Ein paar Wochen wollte Bach bleiben, damit sich der sehr weite Weg auch lohne, und Orgelkonzerte von Buxtehude in der Marienkirche besuchen. Er blieb einige Monate, und wie sehr sich dieser Weg lohnte, kann man in den Kompositionen Bachs hören. Zwei Jahre nach Bachs Reise, im Jahre 1707, starb Dietrich Buxtehude. Sein musikalisches Erbe wurde von dem jungen Johann Sebastian Bach nicht nur geschätzt und weiterentwickelt, sondern trug darüber hinaus dazu bei, daß aus Johann Sebastian Bach einer der größten Komponisten aller Zeit wurde.

Was ich von Buxtehude bisher kannte, waren Orgel- und sakrale Vokalwerke. Ich höre weder das Eine noch das Andere besonders gerne, egal von welchem Komponisten (ausgenommen Sakrales von Händel). So ging ich also recht skeptisch ans Werk als ich Tristanos CD in Händen hielt und die Titelauflistung las: I bis V Buxtehude, VI und VIII Bach, VII und IX Tristano. Bereits nach den ersten Takten der Toccata (BuxWV 165 - nein, das Bux-Werkverzeichnis beinhaltet keine Auflistung darüber, wann der Komponist welches Beinkleid trug!), also bereits nach den ersten Takten sagte ich mir, daß der Junge (Tristano) definitiv nicht übertreibt, wenn er behauptet: "Ich bin immer für die schönsten Überraschungen bereit, und das ist auch mein Ziel, das Publikum zu überraschen"". Und nun begreife ich auch zum ersten Male, weshalb Bach von Buxtehudes Kompositionen derart begeistert und angetan war! Es folgten 36 Minuten pures Staunen und Genuß!

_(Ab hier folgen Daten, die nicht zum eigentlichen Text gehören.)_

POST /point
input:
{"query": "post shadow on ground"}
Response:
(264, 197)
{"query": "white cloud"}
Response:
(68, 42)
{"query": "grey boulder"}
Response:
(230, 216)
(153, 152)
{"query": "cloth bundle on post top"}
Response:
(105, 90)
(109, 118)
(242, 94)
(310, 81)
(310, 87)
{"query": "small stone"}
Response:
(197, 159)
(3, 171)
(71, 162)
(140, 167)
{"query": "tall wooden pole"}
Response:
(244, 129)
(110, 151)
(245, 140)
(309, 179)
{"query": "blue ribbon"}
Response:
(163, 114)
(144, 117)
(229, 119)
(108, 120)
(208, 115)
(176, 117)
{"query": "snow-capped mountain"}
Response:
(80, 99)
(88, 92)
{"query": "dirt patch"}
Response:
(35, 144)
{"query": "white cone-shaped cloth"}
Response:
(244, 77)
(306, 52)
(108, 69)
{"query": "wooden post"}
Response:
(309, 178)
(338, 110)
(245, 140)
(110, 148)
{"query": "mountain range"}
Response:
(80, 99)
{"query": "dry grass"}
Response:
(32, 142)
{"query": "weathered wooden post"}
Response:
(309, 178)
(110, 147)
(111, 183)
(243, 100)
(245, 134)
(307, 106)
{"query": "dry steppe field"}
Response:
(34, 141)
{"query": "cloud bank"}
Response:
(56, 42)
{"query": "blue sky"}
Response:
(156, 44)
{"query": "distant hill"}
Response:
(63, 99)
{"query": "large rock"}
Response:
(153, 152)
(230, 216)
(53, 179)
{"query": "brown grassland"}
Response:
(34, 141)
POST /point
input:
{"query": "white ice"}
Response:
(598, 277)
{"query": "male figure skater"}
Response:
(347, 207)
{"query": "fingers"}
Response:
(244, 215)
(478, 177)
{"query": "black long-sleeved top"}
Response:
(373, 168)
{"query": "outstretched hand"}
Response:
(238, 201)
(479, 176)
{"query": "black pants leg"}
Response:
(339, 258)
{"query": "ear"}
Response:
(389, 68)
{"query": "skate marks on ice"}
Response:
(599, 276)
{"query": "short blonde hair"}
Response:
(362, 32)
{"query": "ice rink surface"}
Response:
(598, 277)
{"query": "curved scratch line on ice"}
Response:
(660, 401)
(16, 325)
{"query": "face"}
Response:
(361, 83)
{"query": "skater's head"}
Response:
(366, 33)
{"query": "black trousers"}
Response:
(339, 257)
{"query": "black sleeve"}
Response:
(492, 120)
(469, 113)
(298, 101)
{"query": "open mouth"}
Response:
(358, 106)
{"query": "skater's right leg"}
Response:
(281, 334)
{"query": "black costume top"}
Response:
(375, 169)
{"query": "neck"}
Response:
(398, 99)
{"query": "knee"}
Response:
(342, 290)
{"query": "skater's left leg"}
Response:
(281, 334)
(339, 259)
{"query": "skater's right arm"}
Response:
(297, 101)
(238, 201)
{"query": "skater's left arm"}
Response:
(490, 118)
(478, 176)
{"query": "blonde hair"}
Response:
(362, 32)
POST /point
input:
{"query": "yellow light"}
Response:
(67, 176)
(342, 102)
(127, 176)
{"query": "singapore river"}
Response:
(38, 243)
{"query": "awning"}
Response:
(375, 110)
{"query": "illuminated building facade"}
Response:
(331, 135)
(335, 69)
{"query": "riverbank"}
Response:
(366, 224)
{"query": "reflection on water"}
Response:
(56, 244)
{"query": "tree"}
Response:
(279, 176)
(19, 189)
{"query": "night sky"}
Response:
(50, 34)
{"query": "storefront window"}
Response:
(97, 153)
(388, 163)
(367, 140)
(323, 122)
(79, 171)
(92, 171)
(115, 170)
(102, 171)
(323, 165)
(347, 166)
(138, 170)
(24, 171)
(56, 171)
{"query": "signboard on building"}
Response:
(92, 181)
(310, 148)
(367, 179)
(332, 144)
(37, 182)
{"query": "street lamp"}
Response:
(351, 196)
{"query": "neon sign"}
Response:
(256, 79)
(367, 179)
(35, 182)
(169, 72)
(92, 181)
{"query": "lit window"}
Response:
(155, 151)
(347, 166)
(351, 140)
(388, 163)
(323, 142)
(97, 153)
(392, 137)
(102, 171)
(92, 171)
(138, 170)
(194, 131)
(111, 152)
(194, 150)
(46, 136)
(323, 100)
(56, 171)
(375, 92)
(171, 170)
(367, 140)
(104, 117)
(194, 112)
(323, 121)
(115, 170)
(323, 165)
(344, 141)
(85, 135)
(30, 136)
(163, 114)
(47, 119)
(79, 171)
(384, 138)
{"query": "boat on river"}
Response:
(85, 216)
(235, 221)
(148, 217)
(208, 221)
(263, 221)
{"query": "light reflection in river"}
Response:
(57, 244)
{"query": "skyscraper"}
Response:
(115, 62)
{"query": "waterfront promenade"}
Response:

Nein, kein Staunen über die traumhafte Brillanz, die Klarheit, diese Leichtig- und Geläufigkeit mit der Francesco Tristano spielt, denn damit faszinierte er mich bereits, als ich sein vorheriges Album "bachCage" hörte, es ist seine Art, sowohl Buxtehude und Bach zusammen und gleichzeitig sich selbst einzubringen. Es verblüfft und verzaubert mich, wie Tristano es schafft, diesen Komponisten ein Leben im Hier und Jetzt einzuhauchen (obschon von Hauchen nicht die Rede sein dürfte), und dabei nicht ansatzweise eines dieser unsäglichen "Cross-Over-Projekte" heraus kam. Wenn Buxtehude wüßte, welch genialer Komponist Bach, nicht zuletzt durch seinen Einfluß wurde... und wenn Bach wüsste... Ja, wenn der große Johann Sebastian nur Franceso Tristanos "Long Walk" hören könnte, - hören könnte, daß sein Einfluß wiederum, einen so wundervollen Komponisten wie den jungen Franceso Tristano hervor brachte, ach, was wäre er begeistert! Ich weiß, das ist eine reine Hypothese, doch ich bin von ihr überzeugt.

"Long Walk" ist für mich das unterhaltsamste, wunderbarste, überzeugendste, amüsanteste Stück auf dieser CD. Bitte, sind Sie mir nicht böse verehrter Herr Buxtehude und genialer Herr Bach, aber das müßten Sie sich nur mal anhören können, ich bin sicher, Sie verständen! Vielleicht, hätten Sie zu Ihrer Zeit die Möglichkeit gehabt 12 Mikrofone verschiedener technischer Charakteristika (einschließlich zweier Kontaktmikrofone) zu verwenden, und hätten Sie dieses geniale Yamaha CFX (nein, kein Motorrad, sondern ein experimentelles High-Tech-Klavier) gehabt, hätten Ihre Kompositionen wahrscheinlich auch so geklungen, wie die des Francesco Tristano. Es scheint, als seien Bachs Klangbilder, die Buxtehude ihm vermittelte, nach 307 Jahren im Hier und Jetzt angekommen – a long walk! Ich bin gespannt, wo Tristanos Reise noch hin geht und freue mich auf weitere seiner Überraschungen, sei es als Pianist, Produzent oder als Komponist.